Over the last several years, reports have often emerged that the National Football League (NFL) is on the verge of bringing a team to London, not for just one game per season, but permanently. The most recent news stories say that the NFL is eyeing 2022 as the first season in which a London franchise would play a full schedule against other NFL teams. Even the Chancellor of the Exchequer, George Osborne, has said he hopes that there is a full-time team in London in the next five years.

Earlier this year, the Telegraph reported that the NFL is hoping that Premier League side Tottenham Hotspur, who are in the process of building a new 61,000-seat stadium, will be willing to share their ground with the proposed NFL team. Now, this is all well and good, but we have heard this story from the NFL before. It always seems that we are “five years away” from an NFL franchise leaving the U.S. and moving across the pond to London, yet no real progress ever seems to be made. Why do these plans always remain just that, and never materialise into anything more concrete?

Simply because the move isn’t happening.

The NFL realizes just how risky a move outside of its core market would be, and with all the difficulties starting a team on a separate continent would entail, the NFL is simply not in a position to take that risk, no matter how much Londoners want an NFL team to call their own.

Let’s consider the outlook of a London NFL team from an economic standpoint. It seems to me that there are a lot more questions than answers. Would players, coaches, and staff be paid in British pounds or American dollars, and what would happen if either currency were to drastically rise or fall in its valuation? This may seem a petty concern, but the UK will be voting in a referendum on EU membership in the next few years. If the UK does decide to leave the EU, it could have drastic effects on the pound as well as the British economy as a whole.

On the opposite side of the spectrum, what would happen if a staunchly pro-European government was elected in the UK and then decided to join the Eurozone, dropping the British pound as the national currency in favor of the Euro? How would this alter players’ contracts, and, perhaps even more important to the team’s performance on the field, how would all of this economic uncertainty impact a star player’s willingness to sign for London’s team?

Now we can look at a London franchise from a practicality perspective. How many Americans (practically all NFL players are from the United States) want to leave their country and live for months on end away from the places they call home? On the other hand, should many of the London-based players decide to move to the UK permanently, what would their legal status be? Will they be forced to pay taxes in the UK, which has significantly higher rates of taxation than the US? Will they be granted permanent resident status or even a passport? These are all important questions that must be answered before any team could make the move to London permanently.
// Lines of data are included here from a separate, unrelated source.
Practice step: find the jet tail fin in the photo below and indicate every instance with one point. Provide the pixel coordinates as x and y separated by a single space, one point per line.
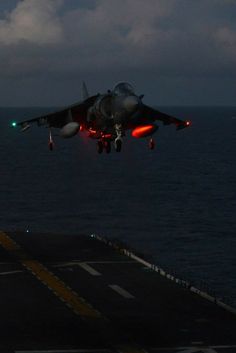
85 93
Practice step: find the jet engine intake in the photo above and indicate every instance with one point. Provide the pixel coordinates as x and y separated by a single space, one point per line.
69 130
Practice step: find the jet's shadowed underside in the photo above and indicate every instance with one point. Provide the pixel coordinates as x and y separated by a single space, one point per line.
106 117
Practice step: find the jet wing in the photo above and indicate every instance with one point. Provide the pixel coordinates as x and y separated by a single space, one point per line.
166 119
76 112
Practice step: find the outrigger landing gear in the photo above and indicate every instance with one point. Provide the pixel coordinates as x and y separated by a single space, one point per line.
50 142
151 144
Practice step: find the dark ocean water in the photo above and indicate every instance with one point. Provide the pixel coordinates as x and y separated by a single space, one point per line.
176 204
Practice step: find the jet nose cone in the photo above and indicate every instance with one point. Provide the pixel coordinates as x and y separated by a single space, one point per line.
131 103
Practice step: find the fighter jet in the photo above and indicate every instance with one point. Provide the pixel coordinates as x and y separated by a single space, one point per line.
106 118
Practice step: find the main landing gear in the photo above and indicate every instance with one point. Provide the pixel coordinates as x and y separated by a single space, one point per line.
104 145
151 144
50 142
118 144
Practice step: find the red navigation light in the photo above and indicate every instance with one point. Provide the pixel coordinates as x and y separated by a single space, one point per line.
107 136
93 132
143 131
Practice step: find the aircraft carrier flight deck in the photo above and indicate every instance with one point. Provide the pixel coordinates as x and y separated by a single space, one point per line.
76 293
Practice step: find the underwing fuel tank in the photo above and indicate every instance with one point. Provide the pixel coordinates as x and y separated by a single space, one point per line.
69 130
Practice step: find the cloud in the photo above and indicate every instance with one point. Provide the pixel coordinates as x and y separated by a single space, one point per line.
32 21
170 38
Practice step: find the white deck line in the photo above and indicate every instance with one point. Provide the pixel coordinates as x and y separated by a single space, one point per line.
10 272
89 269
68 351
163 273
121 291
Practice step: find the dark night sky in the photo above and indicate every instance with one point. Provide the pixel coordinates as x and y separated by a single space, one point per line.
176 52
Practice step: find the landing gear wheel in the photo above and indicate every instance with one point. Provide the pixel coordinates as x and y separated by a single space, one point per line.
107 146
100 147
50 146
50 142
151 144
118 145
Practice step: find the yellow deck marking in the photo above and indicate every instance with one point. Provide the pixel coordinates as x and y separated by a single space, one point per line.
60 289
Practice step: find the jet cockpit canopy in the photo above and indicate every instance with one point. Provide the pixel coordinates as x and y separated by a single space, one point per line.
123 88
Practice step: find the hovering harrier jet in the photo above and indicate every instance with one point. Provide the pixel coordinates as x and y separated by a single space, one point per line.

Finally, let’s think about what a London-based franchise would mean for owners, fans, and the NFL itself. First off, I would be surprised if there were more than a handful of current NFL team owners who would even consider moving their franchise to London. Think about all the risks involved. Stadiums, staff, contracts, training facilities, office buildings – these are just some of things that would need to be in place a few years before the team itself moved in. All of this infrastructure would have to be built and paid for before the owner of the team knew whether or not the team would be a financial success. Starting a team in London would be vastly different than simply starting another team in the US. That has been tried many times with only a few failures. But starting an international team in a country with no tradition of playing American football is a massively risky proposition for any owner to take on.

A team in London would also create huge problems for fans as well. Even if the London team does develop a strong and loyal fan base, a big “if” considering that American football is only sporadically played throughout the UK, these fans would have to travel incredible distances to see their team play away games. Every time the team played its opponent away, fans would have to travel thousands of miles and pay thousands of pounds in international flight fees just to see a one-hour football game. This arrangement would be unfair to London team supporters as well as the team itself, who would undoubtedly be at a strategic disadvantage every time they played a road game. The logistics required to make all of this happen on a weekly basis would be monumental and simply involve too much risk for the NFL to consider a London franchise a reasonable proposition.

A London NFL franchise really would be something. It would help the NFL expand its global reach and help the sport of American football grow internationally. However, in my view, the risks are simply too great for the NFL to go through with starting a team in London at this time. Maybe some day we will all be able to buy tickets to see London’s very own NFL team play, but that day looks to be far on the horizon.